Pebble leaders routinely stress that the company has applied for permits for its 20-year mine plan and any subsequent plans expand the project would require a whole new round of permitting while Pebble’s parent company, Vancouver-based Northern Dynasty Minerals Ltd., has advertised the project as a multi-generational opportunity and cites the metal resources in the total Pebble deposit — not just those that would be extracted via the 20-year mine — in its investor pitches.

Pebble CEO Tom Collier noted in a prepared statement that the north route was Pebble’s preferred option for most of the project’s history and said the company initially selected the ferry route because it was thought regulators would prefer the smaller wetlands footprint it offers.

“The choice between the two transportation alternatives for Pebble has always been a close call,” Collier said. “Now that the (Army Corps of Engineers), working closely with the Environmental Protection Agency, the U.S. Fish and Wildlife Service and other cooperating agencies, has indicated that the northern corridor is the preferred approach we look forward to seeing the final EIS for the project.”

He added that the company also supports using a pipeline instead of trucks to haul concentrate from the mine site to tidewater.
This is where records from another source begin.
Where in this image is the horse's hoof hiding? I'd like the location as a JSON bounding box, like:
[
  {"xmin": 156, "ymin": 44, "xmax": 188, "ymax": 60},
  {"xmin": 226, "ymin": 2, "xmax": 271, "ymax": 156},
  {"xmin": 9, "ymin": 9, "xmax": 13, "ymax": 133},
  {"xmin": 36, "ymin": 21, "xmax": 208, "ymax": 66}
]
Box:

According to Northern Dynasty, the pipeline would cut truck traffic on the mine access road by roughly half.

However, the Corps’ change of plans does not account for one potentially significant complicating factor for Pebble; the landowners along the north route, at least for now, want nothing to do with the project.

Alaska Native village corporation Pedro Bay Corp. owns much of the land along Iliamna’s northeastern corner and Iliaska Environmental LLC is a majority owner of a rock quarry at Diamond Point, the new location for the Cook Inlet port needed to supply materials to the mine and export its metals.
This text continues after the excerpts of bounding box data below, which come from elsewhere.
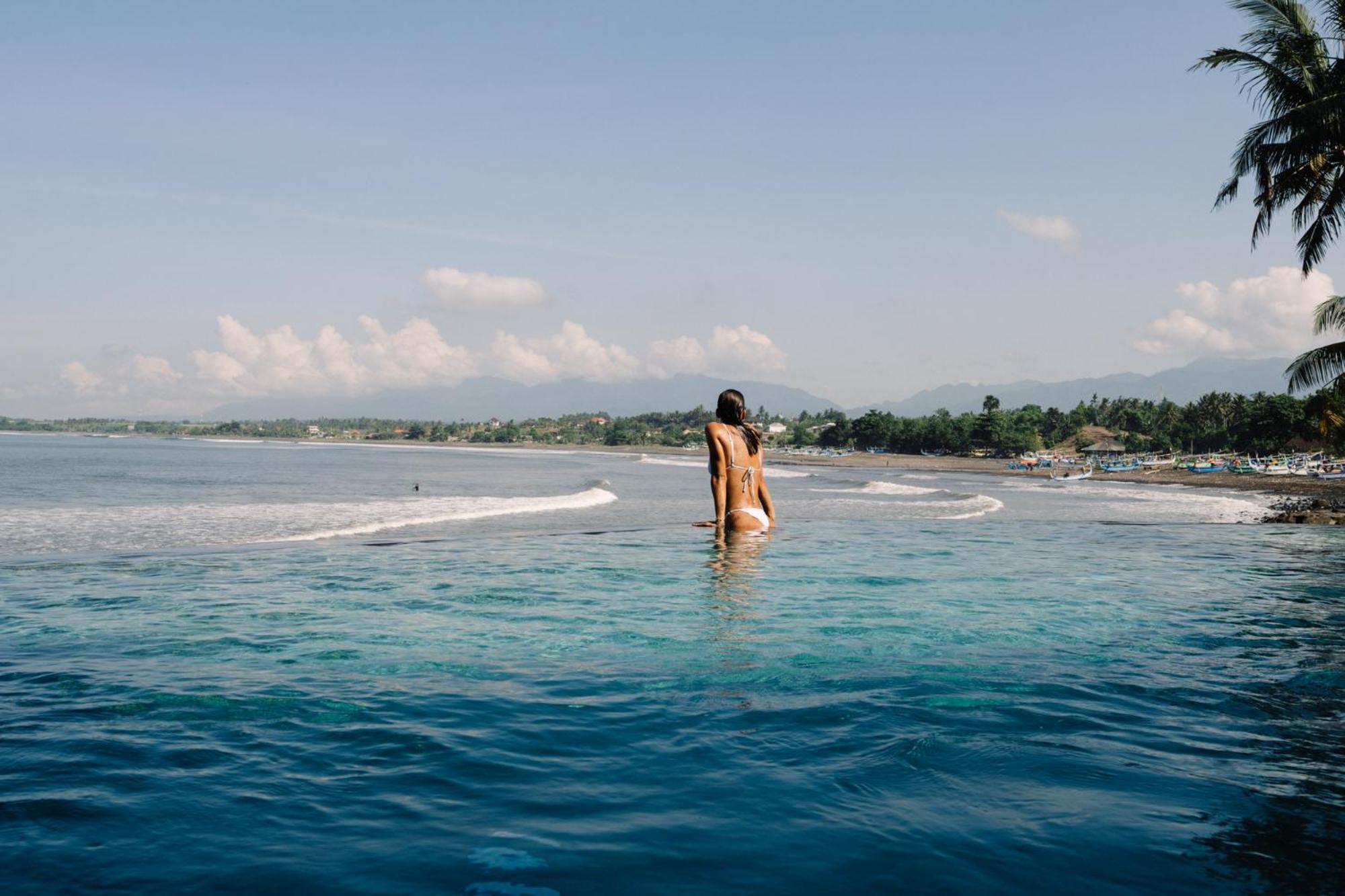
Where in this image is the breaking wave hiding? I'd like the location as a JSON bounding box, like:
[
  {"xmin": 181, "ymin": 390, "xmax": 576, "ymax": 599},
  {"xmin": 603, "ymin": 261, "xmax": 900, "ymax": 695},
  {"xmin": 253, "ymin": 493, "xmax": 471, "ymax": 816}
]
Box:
[
  {"xmin": 812, "ymin": 481, "xmax": 944, "ymax": 495},
  {"xmin": 834, "ymin": 495, "xmax": 1005, "ymax": 520},
  {"xmin": 0, "ymin": 486, "xmax": 616, "ymax": 552},
  {"xmin": 636, "ymin": 455, "xmax": 815, "ymax": 479}
]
Iliaska Environmental is owned by the Igiugig Village Council and along with Pedro Bay Corp. and Bristol Bay Native Corp., which controls subsurface rights to the village corporation lands, strongly opposes the project.
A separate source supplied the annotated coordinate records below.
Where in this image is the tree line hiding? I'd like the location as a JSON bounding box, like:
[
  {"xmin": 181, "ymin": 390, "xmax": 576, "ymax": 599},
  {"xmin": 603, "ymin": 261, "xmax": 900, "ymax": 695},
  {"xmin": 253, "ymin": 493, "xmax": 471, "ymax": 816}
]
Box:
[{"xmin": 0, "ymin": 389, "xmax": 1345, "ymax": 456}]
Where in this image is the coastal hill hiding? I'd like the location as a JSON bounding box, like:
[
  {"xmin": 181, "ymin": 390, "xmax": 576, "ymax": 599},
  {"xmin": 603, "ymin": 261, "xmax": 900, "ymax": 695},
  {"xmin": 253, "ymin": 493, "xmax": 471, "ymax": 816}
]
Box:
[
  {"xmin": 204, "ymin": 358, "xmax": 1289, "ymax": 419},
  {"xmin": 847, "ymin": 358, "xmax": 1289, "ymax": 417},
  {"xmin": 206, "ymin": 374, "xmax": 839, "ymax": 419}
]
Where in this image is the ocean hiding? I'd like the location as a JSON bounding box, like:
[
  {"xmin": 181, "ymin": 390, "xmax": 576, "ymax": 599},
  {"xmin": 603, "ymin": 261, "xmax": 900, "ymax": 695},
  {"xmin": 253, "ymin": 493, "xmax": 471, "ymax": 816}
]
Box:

The Igiugig Village Council issued a statement May 25 contending the Diamond Point quarry is a “critical component” of the north route that Pebble will not have access to.

“(Pebble’s) plan for Diamond point presented in the EIS does not fit with our plans for Diamond Point, and should not be considered an acceptable alternative,” the statement reads.

In contrast, the south ferry route allowed Pebble to utilize lands owned by Alaska Peninsula Corp., which the junior mining company has an access agreement with, for the roads and ferry terminals on the north and south sides of the lake to access a port at Amakdedori on Cook Inlet.

Pebble spokesman Mike Heatwole wrote via email that the company intends to work with each of the landowners along the north route and believes “we will be able to gain the right-of-way needed to build the transportation corridor.”

Pedro Bay Corp. CEO Matt McDaniel wrote to Corps of Engineers Pebble project manager Shane McCoy last July to reiterate that the company “has not, and will not, consent to the Pebble Limited Partnership’s use of its lands for the Pebble project.”

As such, the north route should not be considered practicable in the final EIS, McDaniel wrote.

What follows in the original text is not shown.